I Can Pump My Own Gas, Thanks

By Jen

Editor

Sure, they won’t talk back, overfill your oil, or show up for work stoned. They probably won’t even expect a tip. But there’s something unavoidably creepy about a robotic arm that fills your tank for you. Maybe it’s just because I won’t even trust my cars to a human station attendant—they don’t know how to be gentle with old cars, and those zippers on their jackets make me nervous—but the idea of surrendering your ride to a robot that can only deal with cars "whose contours and dimensions have been recorded to avoid scratching" seems to me a recipe for disaster. Good thing that, so far, the robots are experimental technology confined to the Netherlands. But I’m guessing it’s only a matter of time before they invade. I’m curious: do any of you ever use gas station attendants, or do you get out of the car and do the dirty work yourselves?

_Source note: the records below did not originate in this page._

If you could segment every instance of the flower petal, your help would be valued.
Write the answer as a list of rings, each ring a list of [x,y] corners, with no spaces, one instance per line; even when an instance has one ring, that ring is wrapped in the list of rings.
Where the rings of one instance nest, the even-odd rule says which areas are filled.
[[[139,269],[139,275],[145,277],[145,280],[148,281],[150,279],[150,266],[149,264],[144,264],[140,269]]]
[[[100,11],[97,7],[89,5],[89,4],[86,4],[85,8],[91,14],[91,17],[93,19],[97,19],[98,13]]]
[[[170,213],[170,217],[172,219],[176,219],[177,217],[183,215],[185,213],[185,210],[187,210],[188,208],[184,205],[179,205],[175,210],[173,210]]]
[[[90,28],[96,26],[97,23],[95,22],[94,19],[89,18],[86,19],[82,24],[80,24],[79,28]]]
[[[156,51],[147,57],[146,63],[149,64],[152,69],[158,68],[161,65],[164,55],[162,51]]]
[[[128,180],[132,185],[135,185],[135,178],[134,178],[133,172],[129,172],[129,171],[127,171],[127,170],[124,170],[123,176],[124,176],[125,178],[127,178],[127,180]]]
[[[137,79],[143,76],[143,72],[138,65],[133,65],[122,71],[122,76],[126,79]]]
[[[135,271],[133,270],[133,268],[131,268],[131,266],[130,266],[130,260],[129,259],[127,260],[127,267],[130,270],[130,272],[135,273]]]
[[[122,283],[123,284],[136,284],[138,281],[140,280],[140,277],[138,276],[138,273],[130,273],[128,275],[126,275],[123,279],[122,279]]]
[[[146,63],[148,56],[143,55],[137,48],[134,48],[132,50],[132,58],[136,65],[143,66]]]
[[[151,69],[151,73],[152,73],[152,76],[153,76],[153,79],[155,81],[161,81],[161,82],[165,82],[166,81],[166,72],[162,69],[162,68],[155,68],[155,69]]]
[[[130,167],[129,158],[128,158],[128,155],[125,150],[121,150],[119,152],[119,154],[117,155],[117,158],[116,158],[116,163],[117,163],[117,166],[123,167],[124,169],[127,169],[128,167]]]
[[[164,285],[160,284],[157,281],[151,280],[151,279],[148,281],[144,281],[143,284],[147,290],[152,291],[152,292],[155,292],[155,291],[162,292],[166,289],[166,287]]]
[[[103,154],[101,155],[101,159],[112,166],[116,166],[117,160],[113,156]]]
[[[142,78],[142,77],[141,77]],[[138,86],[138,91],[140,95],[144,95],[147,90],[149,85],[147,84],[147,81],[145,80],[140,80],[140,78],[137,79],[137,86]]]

Robot Gas Station Attendants

January 25, 2008

Car of the Future? I Really Hope Not…

By Jen

Editor

…I always kind of hoped it would look more like the DeLorean. But "evolutionary" designer Ross Lovegrove has a hankering for a futuristic automotive jellyfish that’ll seat four, run on solar energy, drift around on caster wheels, and double as a streetlight. That’s right: when parked, the empty people-pod will ascend upon a telescopic pole and radiate light, illuminating pedestrian walkways and "keeping the ground level free of parked vehicles." Well okay, that’d be a good idea if it weren’t for the fact that scoping out parked vehicles is a major reason for walking around at night. I guess there’d be a lot less reason to do so if said vehicles didn’t look any more interesting than water balloons. Even the mannequins look sad about it. More views at BornRich.